Type of Index | Explanation | Advantages | Disadvantages |
---|---|---|---|
IndexFlatL2 | A flat (brute-force) index that computes exact distances. | Simple to implement and exact results. | Not scalable for large datasets due to linear time queries. |
IndexIVFFlat | Inverted file with flat vectors, good for large datasets. | Faster search times on large datasets. | Requires training and may reduce accuracy slightly. |
IndexIVFPQ | Combines IVF with Product Quantization for compression. | Reduced memory usage and faster searches. | More complex configuration and can affect recall. |
HNSW | Hierarchical Navigable Small World graph for quick searches. | High accuracy and fast retrieval. | Memory intensive, and building the index can be slow. |
IndexPQ | Uses Product Quantization without IVF, ideal when memory usage is a primary concern. Offers good search performance. | Low memory consumption. | Slower compared to other indexing methods with IVF. |
To summarize, IndexFlatL2 is best for smaller datasets due to its simplicity, while IndexIVFFlat and IndexIVFPQ are more suitable for medium to large datasets, providing a good balance between speed and memory usage. HNSW is ideal for scenarios requiring high accuracy and fast retrieval, whereas IndexPQ is useful when minimizing memory consumption is the primary concern.
Conclusion
This solution provides a scalable approach to searching large volumes of text efficiently by combining sentence embeddings and FAISS. It highlights the power of semantic search over simple keyword matching by considering the meaning of the query in finding related documents.

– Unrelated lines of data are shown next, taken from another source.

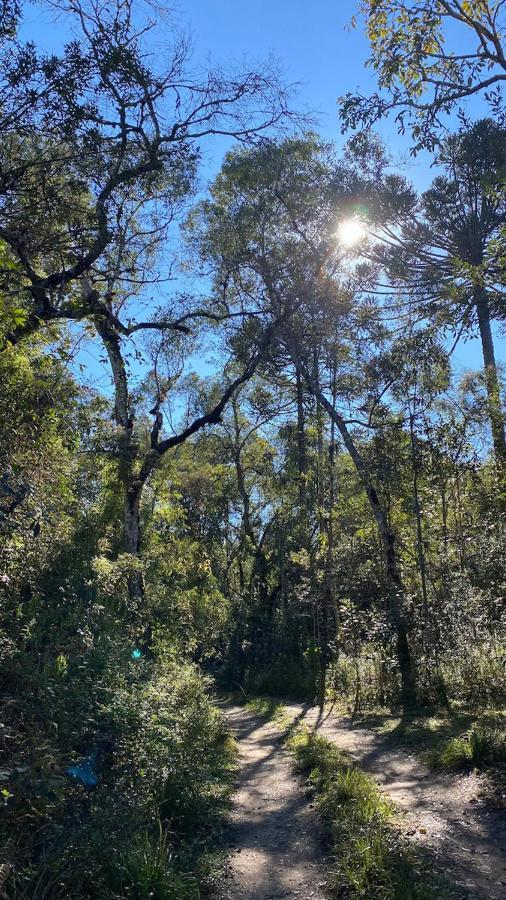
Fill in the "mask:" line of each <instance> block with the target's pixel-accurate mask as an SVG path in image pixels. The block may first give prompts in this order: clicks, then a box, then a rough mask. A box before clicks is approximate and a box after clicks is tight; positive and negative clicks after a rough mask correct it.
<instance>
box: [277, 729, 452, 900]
mask: <svg viewBox="0 0 506 900" xmlns="http://www.w3.org/2000/svg"><path fill="white" fill-rule="evenodd" d="M287 746H288V749H289V750H290V751H291V752H292V753H293V755H294V758H295V764H296V767H297V770H298V771H299V772H301V773H302V774H303V775H305V776H306V777H307V783H308V786H309V788H310V790H311V791H312V792H314V793H315V796H316V801H317V806H318V811H319V813H320V815H321V816H322V819H323V822H324V823H325V826H326V828H327V832H328V837H329V843H330V847H331V852H332V858H333V863H332V872H331V885H332V890H333V894H334V895H335V896H336V897H341V896H346V897H350V898H351V897H353V898H359V897H362V898H364V900H365V898H368V897H373V896H374V897H377V898H381V900H417V898H419V900H436V898H442V897H450V896H451V894H449V893H448V892H447V890H446V888H445V886H444V885H443V884H442V883H439V884H438V883H436V878H435V875H434V872H433V871H430V870H429V861H428V860H425V859H424V858H423V856H422V855H418V854H417V852H416V851H415V850H414V849H413V848H412V847H410V846H409V844H408V843H407V841H405V840H404V839H403V838H402V837H401V835H400V833H399V832H398V830H397V829H396V828H395V825H394V821H393V820H394V810H393V807H392V805H391V803H390V802H389V801H388V800H387V799H385V798H384V797H383V796H382V795H381V793H380V791H379V789H378V788H377V786H376V784H375V783H374V781H373V780H372V779H371V778H370V777H369V776H368V775H366V774H365V773H364V772H363V771H362V770H361V769H360V768H358V767H357V766H355V765H354V764H353V763H352V762H351V760H350V759H349V757H347V756H346V754H344V753H343V752H342V751H340V750H339V749H338V748H337V747H336V746H335V745H334V744H332V743H331V742H330V741H327V740H326V739H325V738H322V737H320V736H319V735H317V734H314V733H313V732H310V731H308V730H304V729H299V730H296V731H295V732H294V733H293V734H292V735H291V736H290V737H289V739H288V744H287Z"/></svg>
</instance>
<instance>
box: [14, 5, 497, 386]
mask: <svg viewBox="0 0 506 900" xmlns="http://www.w3.org/2000/svg"><path fill="white" fill-rule="evenodd" d="M357 5H358V0H313V2H304V0H270V2H269V0H248V2H240V0H239V2H237V0H187V2H186V3H184V2H180V3H178V4H176V5H175V7H174V5H173V8H174V9H175V17H176V19H177V20H179V21H180V22H181V23H182V24H183V27H184V28H185V29H186V30H187V31H188V32H189V33H190V34H191V36H192V40H193V45H194V58H195V61H196V63H202V64H204V63H205V62H206V60H207V59H208V58H210V59H211V60H212V61H214V62H220V63H223V64H226V63H227V61H238V62H241V61H243V60H247V61H248V62H250V63H255V62H259V61H261V60H263V59H265V58H266V57H267V56H268V55H269V54H273V55H274V56H275V57H276V58H277V60H278V61H279V65H280V68H281V70H282V72H283V73H284V75H285V78H286V80H287V81H289V82H298V83H299V84H300V87H299V89H298V102H299V103H300V105H301V106H303V107H309V108H310V109H311V110H313V111H314V112H316V113H317V114H318V122H319V124H318V128H317V130H318V131H319V132H320V133H321V134H322V135H324V136H325V137H326V138H329V139H331V140H334V141H336V142H337V143H338V145H339V144H341V143H343V142H344V138H343V137H342V135H341V133H340V129H339V122H338V112H337V98H338V97H339V96H340V95H341V94H344V93H345V92H346V91H348V90H351V91H354V90H360V91H361V92H363V93H368V92H372V91H373V90H374V89H375V87H376V85H375V80H374V72H373V71H372V70H370V69H366V68H365V62H366V59H367V57H368V52H369V50H368V44H367V40H366V37H365V35H364V33H363V28H362V26H361V23H360V22H358V24H357V27H356V28H352V27H351V19H352V16H353V14H354V13H355V12H356V9H357ZM23 34H24V36H26V37H30V38H32V39H33V40H35V42H36V43H38V44H39V45H42V46H44V47H45V48H47V49H51V50H58V49H59V48H60V47H61V45H62V43H63V42H64V40H65V39H66V38H67V37H68V32H66V31H65V29H64V28H63V26H62V25H61V24H55V23H54V22H52V21H51V19H50V16H49V14H48V12H47V11H44V10H42V9H41V7H40V6H39V5H36V6H33V5H31V4H27V6H26V18H25V25H24V28H23ZM486 111H487V110H486V107H485V106H483V107H482V108H481V109H480V106H479V105H477V104H474V108H473V114H474V115H475V116H476V117H477V116H479V115H480V114H486ZM380 132H381V134H382V136H383V138H384V139H385V141H386V143H387V145H388V147H389V149H390V151H391V152H392V154H393V156H394V158H395V160H396V164H397V165H398V166H399V168H400V169H401V171H402V172H403V174H404V175H405V176H406V177H407V178H409V179H411V180H412V181H413V182H414V183H415V185H416V186H417V188H419V189H424V188H425V187H427V186H428V184H429V183H430V181H431V180H432V178H433V176H434V171H433V170H432V169H431V166H430V162H431V161H430V157H429V156H428V155H427V154H421V155H419V156H418V157H416V159H413V158H412V157H410V155H409V139H408V138H400V137H399V136H398V135H397V134H396V131H395V127H394V125H393V123H392V122H385V123H384V124H383V125H382V126H381V129H380ZM223 151H224V145H223V142H221V143H219V142H215V143H214V144H211V145H209V146H208V147H206V148H205V163H204V177H205V178H209V179H210V178H211V177H212V176H213V174H214V173H215V172H216V171H217V169H218V168H219V165H220V160H221V157H222V154H223ZM497 355H498V358H499V360H501V361H503V362H506V340H505V339H504V338H503V337H501V336H500V335H497ZM454 365H455V367H456V368H457V369H458V370H463V369H466V368H481V365H482V360H481V348H480V345H479V342H478V341H477V340H471V341H468V342H466V343H462V344H460V345H459V347H458V348H457V350H456V352H455V354H454Z"/></svg>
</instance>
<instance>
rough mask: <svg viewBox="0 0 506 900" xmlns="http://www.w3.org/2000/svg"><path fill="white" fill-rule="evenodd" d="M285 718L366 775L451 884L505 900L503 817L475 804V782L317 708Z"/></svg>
mask: <svg viewBox="0 0 506 900" xmlns="http://www.w3.org/2000/svg"><path fill="white" fill-rule="evenodd" d="M286 709H287V712H288V714H289V715H290V716H293V718H296V717H297V718H299V719H300V721H301V723H305V724H306V725H307V726H308V727H311V728H315V727H316V728H317V729H318V731H320V732H321V734H323V735H324V736H325V737H327V738H328V739H329V740H332V741H335V743H336V744H337V745H338V746H339V747H341V748H342V749H343V750H346V751H348V753H350V754H351V756H352V757H353V758H354V759H355V760H356V761H357V762H358V763H360V765H361V766H362V767H363V768H364V769H365V770H366V771H367V772H370V774H371V775H373V776H374V778H375V779H376V781H377V782H378V784H379V785H380V787H381V788H382V790H383V791H384V792H385V793H386V794H388V795H389V796H390V797H391V798H392V800H393V801H394V803H395V804H396V806H397V808H398V809H399V810H400V811H401V813H402V816H403V820H404V823H405V824H406V830H407V833H408V835H410V837H411V838H412V839H413V840H415V841H416V842H417V843H419V844H422V845H424V846H425V847H427V850H428V851H429V852H431V853H433V854H434V857H435V858H436V859H437V860H438V861H439V863H440V864H441V866H442V868H443V870H444V871H445V872H446V875H447V877H448V878H449V880H451V881H452V882H454V883H455V884H456V885H458V886H459V887H461V888H462V889H463V890H464V891H465V892H467V896H469V897H472V898H479V897H486V898H489V900H504V898H506V856H505V850H506V817H505V815H504V810H499V809H491V808H488V807H487V805H486V803H484V802H483V801H482V800H481V799H480V797H479V794H480V787H481V782H480V779H479V777H478V776H477V775H475V774H470V775H467V776H466V775H461V776H459V775H453V774H443V773H434V772H430V771H429V770H428V769H427V768H426V767H425V766H424V765H423V764H422V763H421V762H420V761H419V760H418V759H416V758H415V757H413V756H410V755H408V754H407V753H405V752H403V751H402V750H398V749H395V748H392V746H391V745H389V744H388V743H387V742H386V740H385V739H384V738H382V737H381V735H378V734H375V733H374V732H372V731H368V730H367V729H365V728H361V727H360V726H358V725H356V724H354V723H352V722H351V721H350V720H349V719H346V718H340V717H337V716H334V715H332V713H329V712H324V713H322V712H321V710H320V709H319V708H318V707H311V708H309V707H304V706H301V705H297V704H288V705H287V706H286Z"/></svg>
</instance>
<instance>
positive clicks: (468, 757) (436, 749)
mask: <svg viewBox="0 0 506 900" xmlns="http://www.w3.org/2000/svg"><path fill="white" fill-rule="evenodd" d="M425 761H426V762H427V764H428V765H429V766H430V767H431V768H433V769H468V768H472V767H476V768H488V767H491V766H500V765H501V764H504V763H505V762H506V734H505V732H504V730H501V729H500V728H490V727H488V728H487V727H483V726H480V725H477V724H475V725H473V726H472V727H471V728H470V729H469V730H468V731H466V732H464V734H460V735H457V736H456V737H452V738H450V739H449V740H447V741H445V742H444V743H443V744H442V745H441V746H440V747H437V748H434V749H432V750H429V751H428V752H427V753H426V754H425Z"/></svg>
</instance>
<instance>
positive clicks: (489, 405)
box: [474, 287, 506, 481]
mask: <svg viewBox="0 0 506 900" xmlns="http://www.w3.org/2000/svg"><path fill="white" fill-rule="evenodd" d="M474 302H475V306H476V311H477V313H478V325H479V329H480V337H481V346H482V350H483V363H484V366H485V383H486V387H487V401H488V413H489V417H490V425H491V428H492V441H493V444H494V455H495V460H496V465H497V469H498V472H499V476H500V479H501V481H503V479H504V478H505V476H506V437H505V429H504V413H503V408H502V403H501V388H500V385H499V378H498V375H497V365H496V361H495V351H494V339H493V337H492V328H491V325H490V309H489V305H488V298H487V293H486V291H485V289H484V288H482V287H477V288H476V289H475V292H474Z"/></svg>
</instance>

Using FAISS and sentence transformers together allows us to handle large datasets with good performance, providing relevant results to user queries. Such a setup is especially beneficial for applications involving document retrieval, chatbots, and any solution requiring similarity-based matching.
I encourage readers to experiment with different embedding models and FAISS index types to optimize the solution for specific use cases. Additionally, feel free to modify the batch sizes or index parameters to best suit the characteristics of your dataset. For more details I suggest you to go through facebookresearch/faiss: A library for efficient similarity search and clustering of dense vectors.
FAISS is not the only vector DB option. Other options beyond FAISS include Annoy (by Spotify), ScaNN (by Google), and HNSWlib. Each of these libraries offers unique benefits. For instance, Annoy is known for its simplicity and speed, while ScaNN is optimized for Google-scale workloads, and HNSWlib provides excellent accuracy due to its hierarchical navigable small world graphs.